Date: Thursday, June 9.
Time: 19:30-20:30 (20:30-21:30 UAT).
YouTube Live: watch the conversation here.

Visual Arts have always been a powerful medium in which war meets the eye. We only have to think of Los Disastres de la Guerra of Francisco Goya sketching the cruelties during the Peninsular War, which began in 1808. Or what to say of Picasso’s memorizalisation of the terror bombing of Guernica in 1937. The visual arts create a site de memoir of war. Is helps to shape identities. The visual arts are also aesthetic means of coming to terms with the trauma’s and atrocities of war.

In this episode of Don’t give up Ukraine! we discuss with Oksana Dovgopolova form Odesa how art is influenced by the war in Ukraine and what the role of art is in living through the experience of war. We will also discuss how art becomes a means for rethinking (re-writing) one’s own identity, what role art played in the common imperial past of Ukraine and Russia and what changes it undergoes today, in a situation of the war.
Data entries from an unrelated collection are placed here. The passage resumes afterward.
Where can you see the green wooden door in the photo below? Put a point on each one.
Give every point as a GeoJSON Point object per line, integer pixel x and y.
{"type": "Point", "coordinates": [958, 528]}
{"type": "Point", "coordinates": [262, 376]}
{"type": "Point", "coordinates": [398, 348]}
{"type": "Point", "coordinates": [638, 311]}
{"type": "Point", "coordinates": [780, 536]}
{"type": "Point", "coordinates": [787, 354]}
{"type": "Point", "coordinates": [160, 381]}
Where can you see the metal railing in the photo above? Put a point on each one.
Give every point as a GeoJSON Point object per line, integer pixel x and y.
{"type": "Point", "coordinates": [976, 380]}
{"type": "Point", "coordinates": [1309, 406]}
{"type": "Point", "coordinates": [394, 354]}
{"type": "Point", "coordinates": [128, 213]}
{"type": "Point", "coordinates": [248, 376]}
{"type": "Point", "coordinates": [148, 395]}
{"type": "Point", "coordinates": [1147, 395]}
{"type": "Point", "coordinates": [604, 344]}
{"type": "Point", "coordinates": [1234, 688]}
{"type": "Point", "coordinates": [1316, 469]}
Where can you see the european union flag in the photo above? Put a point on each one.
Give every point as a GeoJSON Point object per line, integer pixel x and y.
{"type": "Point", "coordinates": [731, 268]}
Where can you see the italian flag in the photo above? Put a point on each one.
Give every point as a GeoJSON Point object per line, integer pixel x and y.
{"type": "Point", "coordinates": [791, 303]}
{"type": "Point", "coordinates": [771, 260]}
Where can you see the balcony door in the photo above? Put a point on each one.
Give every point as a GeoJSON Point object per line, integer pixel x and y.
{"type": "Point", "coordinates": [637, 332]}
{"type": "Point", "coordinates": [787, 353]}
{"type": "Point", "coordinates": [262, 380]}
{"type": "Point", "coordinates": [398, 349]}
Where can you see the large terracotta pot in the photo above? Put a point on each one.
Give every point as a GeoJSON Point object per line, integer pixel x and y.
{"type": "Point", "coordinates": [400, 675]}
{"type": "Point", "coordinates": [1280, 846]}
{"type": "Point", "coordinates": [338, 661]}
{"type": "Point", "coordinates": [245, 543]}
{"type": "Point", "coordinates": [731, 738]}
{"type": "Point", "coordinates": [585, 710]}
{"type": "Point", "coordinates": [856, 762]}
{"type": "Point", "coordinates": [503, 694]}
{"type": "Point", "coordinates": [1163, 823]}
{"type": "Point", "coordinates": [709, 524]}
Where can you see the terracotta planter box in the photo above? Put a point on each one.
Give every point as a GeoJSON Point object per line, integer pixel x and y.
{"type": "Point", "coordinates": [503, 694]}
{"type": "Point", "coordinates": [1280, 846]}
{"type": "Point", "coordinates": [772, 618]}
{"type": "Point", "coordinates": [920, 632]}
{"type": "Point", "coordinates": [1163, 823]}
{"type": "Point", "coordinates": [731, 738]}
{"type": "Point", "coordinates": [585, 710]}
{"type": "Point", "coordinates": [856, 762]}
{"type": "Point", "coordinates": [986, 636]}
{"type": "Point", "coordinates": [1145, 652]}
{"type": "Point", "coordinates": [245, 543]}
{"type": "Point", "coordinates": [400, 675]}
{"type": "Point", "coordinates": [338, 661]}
Dr. Oksana Dovgopolova is a professor of philosophy at the Odesa I. Mechnikov National University and curator of the platform for memory culture “Past/Future/Art”.  She is member of the Memory Studies Association, the Post-Socialist and Comparative Memory Studies Association, and the International Association for the Humanities. Oksana Dovgopolova is author of the book Other, Alien, Rejected as the Elements of Social Space («Другое, Чужое, Отторгаемое как элементы социального пространства») (Odessa, 2007).